Continue to improve the R&D platform and open a new era of simulation integration. The company's first innovative drug, Dacinib capsules, was officially delivered commercially on March 25, 2024. As of 2024H1, it has developed more than 200 hospitals. The company continues to lay out innovative drug research and development pipelines in the neuropsychiatric and cardiovascular fields. Currently, clinical trials of JX11502MA capsules and rehabilitation enteric capsules II are ongoing; phase I of JX2105 capsules have obtained clinical approval, and clinical phase I is progressing smoothly. As the company's innovative varieties gradually materialize, it is expected that it will continue to contribute more and more to the company's performance.

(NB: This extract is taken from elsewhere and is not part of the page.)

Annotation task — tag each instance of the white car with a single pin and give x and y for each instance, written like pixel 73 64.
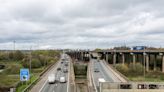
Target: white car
pixel 62 80
pixel 51 78
pixel 100 80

Profit forecasts and investment advice

We forecast the company's revenue for 2024/2025/2026 to be 4.46/4.912/5.353 billion yuan, a year-on-year increase of 11.54%/10.12%/8.99%. Net profit to mother was 0.698/0.788/0.92 billion yuan, up 12.71%/12.89%/16.83% year over year. Corresponding current PE is 13/12/10X. Considering the impact of the company's in-hospital collection, there is plenty of room for improvement in the out-of-hospital market, innovative drugs continue to contribute more, and maintain the “buy” rating.

Risk warning

Risk of changes in industry policies; drug development and marketing falling short of expectations; environmental risks; product sales falling short of expectations.

The translation is provided by third-party software.